U.S. stocks finally managed to end a five-day losing streak yesterday supported by the Tech, Financial and Energy sectors, thanks to unofficial reports stating that further U.S. tariffs on Chinese imports would be put on hold. Although U.S. Trade Representative Robert Lighthizer denied the report shortly before the U.S. closing bell, the S&P 500 still ended 1.06% higher. Investors appear to be in need of any sort of positive news to buy the dips, and this kind of news seems to be doing the trick.
When stock markets rallied strongly on positive news that China and U.S. might be closer to a deal, it shows how much damage the trade dispute between the world’s two largest economies have done to equities recently. Moving forward, tax cuts will no longer have a positive impact on earnings and the Federal Reserve doesn’t seem moved by market volatility. For many investors, it’s becoming all about trade policies on whether they take risk or stay away.

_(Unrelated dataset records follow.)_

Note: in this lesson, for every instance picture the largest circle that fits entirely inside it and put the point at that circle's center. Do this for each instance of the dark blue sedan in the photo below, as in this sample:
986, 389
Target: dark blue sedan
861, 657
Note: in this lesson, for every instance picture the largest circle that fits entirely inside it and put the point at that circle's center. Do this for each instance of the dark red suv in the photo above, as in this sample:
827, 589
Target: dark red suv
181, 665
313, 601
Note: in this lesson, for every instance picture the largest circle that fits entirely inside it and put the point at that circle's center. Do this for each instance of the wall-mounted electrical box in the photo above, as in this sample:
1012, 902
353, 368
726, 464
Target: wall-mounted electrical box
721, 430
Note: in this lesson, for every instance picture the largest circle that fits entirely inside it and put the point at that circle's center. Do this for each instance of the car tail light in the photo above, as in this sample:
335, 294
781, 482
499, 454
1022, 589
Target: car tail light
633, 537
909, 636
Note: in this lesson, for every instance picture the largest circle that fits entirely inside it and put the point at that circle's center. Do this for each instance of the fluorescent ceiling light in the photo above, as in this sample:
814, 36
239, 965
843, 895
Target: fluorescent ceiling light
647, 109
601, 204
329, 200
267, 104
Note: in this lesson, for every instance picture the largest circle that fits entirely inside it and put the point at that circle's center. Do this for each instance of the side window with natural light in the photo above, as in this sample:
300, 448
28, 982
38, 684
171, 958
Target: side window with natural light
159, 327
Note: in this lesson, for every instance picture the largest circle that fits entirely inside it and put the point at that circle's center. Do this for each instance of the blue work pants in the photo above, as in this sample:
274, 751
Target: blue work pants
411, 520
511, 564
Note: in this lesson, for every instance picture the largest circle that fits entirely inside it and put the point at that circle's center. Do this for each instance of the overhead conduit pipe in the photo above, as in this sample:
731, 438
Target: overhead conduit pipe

On the other side of the Atlantic, the FTSE 100 ended the day with 0.06% gains. However, do not be impressed by the green color. The Basic Materials and Energy sectors lifted the index, but when looking at stocks with domestic exposure, they were severely hit. Royal Bank of Scotland fell 9.6% while house builders Persimmon, Taylor Wimpey, and Barratt Developments all fell more than 7% on Thursday.
The reaction yesterday to a series of ministerial resignations led by Brexit Secretary Dominic Raab indicates that markets have not priced in enough risk to a no-deal Brexit. Things could even get messier in the days ahead. A leadership challenge to Prime Minister Theresa May will send us back to square one, and thus markets will begin pricing the worst outcome.
Sterling plunged nearly 2% to fall below 1.28. If the political drama was not enough, retail sales came in much worse than expected, falling 0.5% in October.
Market participants seem to believe that the draft Brexit agreement in its current form is not likely to be approved by Parliament. However, expect Theresa May to fight until her last breath. Options now are open for a no-confidence vote, a new election, new referendum, and hard Brexit deal. But when the critical moment comes no one knows what could happen.
All what we know is volatility in U.K. assets will hit the roof in the days and weeks to come.